Andy was about to lean forwards and smite the offender, when she realised an opportunity had presented itself. And opportunity, she thought gleefully, which would only- could only- come once in her career.
          She was going to tease Miranda Priestly. She was going to do it, she was going to enjoy it, and if Miranda didn’t like it, too freaking bad. Because Andy had an ultimatum. Put up, or feel the wrath of the arachnid currently inhabiting the brief corridor between Vogue and the left side of the editor’s laptop.
          Perhaps her sudden bravado was brought on by hangover-induced insanity, or maybe Andy had finally just snapped in general; too much pining, too many nights dreaming about Miranda, too many days being treated mostly like shit and occasionally like a semi-competent human being. Whatever the cause, Andrea Sachs was going to get nothing short of a serious kick from what she was about to do.
          “So,” she began, peering at the desk, “how long has that spider been there?”
          “Excuse me?” Miranda blustered, trying to maintain her usual scathing calm. “I fail to see why on earth how long it’s been there is an issue. I don’t want it there now.”

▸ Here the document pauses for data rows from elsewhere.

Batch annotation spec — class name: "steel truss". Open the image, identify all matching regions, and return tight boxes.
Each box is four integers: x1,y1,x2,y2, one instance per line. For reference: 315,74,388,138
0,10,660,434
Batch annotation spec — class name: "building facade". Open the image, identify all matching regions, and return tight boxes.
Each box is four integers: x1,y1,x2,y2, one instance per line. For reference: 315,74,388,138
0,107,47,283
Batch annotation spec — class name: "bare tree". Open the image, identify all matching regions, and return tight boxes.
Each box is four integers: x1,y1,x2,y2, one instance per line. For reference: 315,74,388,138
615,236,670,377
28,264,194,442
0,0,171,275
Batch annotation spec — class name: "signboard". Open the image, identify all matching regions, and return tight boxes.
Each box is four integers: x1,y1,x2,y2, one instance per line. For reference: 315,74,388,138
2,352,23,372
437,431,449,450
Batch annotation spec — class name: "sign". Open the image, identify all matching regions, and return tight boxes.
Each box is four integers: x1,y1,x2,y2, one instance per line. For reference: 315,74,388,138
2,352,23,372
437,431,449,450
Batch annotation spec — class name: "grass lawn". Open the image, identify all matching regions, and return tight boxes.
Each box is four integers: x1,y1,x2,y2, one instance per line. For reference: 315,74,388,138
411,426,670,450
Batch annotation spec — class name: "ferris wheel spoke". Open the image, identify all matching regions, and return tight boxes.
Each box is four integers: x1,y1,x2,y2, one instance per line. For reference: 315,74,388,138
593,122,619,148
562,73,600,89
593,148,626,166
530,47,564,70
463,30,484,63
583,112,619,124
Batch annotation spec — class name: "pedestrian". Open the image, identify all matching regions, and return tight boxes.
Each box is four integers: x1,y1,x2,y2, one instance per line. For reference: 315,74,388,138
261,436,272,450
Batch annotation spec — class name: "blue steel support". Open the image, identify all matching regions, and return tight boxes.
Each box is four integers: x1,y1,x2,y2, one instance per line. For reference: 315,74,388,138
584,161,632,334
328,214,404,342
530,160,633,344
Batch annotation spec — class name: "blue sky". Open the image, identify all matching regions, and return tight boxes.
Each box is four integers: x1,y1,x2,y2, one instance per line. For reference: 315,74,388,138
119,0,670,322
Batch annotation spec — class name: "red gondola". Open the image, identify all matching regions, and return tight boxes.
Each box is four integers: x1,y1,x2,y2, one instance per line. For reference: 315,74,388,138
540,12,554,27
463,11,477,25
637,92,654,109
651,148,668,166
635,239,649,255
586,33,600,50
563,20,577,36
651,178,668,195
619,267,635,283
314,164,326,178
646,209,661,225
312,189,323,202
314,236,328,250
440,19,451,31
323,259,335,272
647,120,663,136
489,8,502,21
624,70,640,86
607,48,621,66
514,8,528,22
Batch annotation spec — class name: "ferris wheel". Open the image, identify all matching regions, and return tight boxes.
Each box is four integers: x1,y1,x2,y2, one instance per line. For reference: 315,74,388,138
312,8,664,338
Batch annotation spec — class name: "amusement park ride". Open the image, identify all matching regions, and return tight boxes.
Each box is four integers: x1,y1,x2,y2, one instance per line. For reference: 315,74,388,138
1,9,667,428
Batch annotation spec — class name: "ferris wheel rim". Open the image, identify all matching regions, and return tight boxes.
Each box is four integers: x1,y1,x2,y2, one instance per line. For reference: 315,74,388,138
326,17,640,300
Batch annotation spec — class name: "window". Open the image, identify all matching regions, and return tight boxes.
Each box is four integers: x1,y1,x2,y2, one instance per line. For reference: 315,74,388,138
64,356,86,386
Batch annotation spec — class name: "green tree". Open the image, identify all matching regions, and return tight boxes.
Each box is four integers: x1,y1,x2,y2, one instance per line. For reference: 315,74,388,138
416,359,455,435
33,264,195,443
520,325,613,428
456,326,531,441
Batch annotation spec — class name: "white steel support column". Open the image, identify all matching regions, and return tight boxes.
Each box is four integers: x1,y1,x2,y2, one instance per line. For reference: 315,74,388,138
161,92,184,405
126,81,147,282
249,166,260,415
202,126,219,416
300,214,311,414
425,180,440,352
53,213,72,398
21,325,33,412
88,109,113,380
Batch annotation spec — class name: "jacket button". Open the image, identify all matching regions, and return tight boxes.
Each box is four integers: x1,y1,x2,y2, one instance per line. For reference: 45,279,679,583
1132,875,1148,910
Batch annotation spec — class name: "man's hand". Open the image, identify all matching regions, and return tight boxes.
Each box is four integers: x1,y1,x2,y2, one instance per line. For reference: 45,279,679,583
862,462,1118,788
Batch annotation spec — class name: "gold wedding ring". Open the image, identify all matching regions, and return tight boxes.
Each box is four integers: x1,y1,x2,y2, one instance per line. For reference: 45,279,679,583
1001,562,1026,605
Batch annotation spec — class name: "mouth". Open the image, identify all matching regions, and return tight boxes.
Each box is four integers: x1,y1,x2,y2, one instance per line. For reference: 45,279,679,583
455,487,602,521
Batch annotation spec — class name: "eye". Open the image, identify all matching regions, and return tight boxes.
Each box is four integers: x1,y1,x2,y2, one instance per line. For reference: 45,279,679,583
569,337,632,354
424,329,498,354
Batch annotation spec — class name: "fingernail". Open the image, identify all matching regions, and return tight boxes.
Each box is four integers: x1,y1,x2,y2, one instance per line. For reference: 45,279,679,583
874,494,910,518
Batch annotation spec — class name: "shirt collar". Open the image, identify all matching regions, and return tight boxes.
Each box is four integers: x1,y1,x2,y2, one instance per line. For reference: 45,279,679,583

          Andy smiled serenely. “I mean…how long has it been sitting there, and you haven’t killed it yet.” Miranda glared at her. “Oh!,” she commented lightly, giving Miranda one more chance to save her dignity. “I see you’re out of tissues. I’ll just grab the box from my desk, then, and you can take care of your little friend.”
          “What- no.” Miranda blanched, though she quickly tried to restore her fallen mantle. “I didn’t tell you to get tissues, I didn’t tell you to fetch me a fly swatter. I didn’t demand a sledge hammer. Just do what you’re told.”
          Andy grinned. It might’ve been the last thing she’d ever done. “You’re not afraid of the spider, are you Miranda?” she queried innocently, chocolate eyes wide and sweet.
          “Of course not,” the editor said waspishly, immediately contradicting herself by eyeing the bug warily from her seat in the corner.
          “Because,” Andy continued coyly, “I’d kind of have to say by the way you’re acting that you’re afraid of it.”
          “For God’s sake,” Miranda exhaled suddenly, as the last vestiges of her editorship went flying out the window. "I'm not afraid of it, Andrea. It simply has too many legs-” she paused to wiggled all eight fingers in the air, for emphasis, “It's a visually chaotic being. And I abhor chaos. Furthermore, I- Jesus Christ, it's coming this way, kill it!"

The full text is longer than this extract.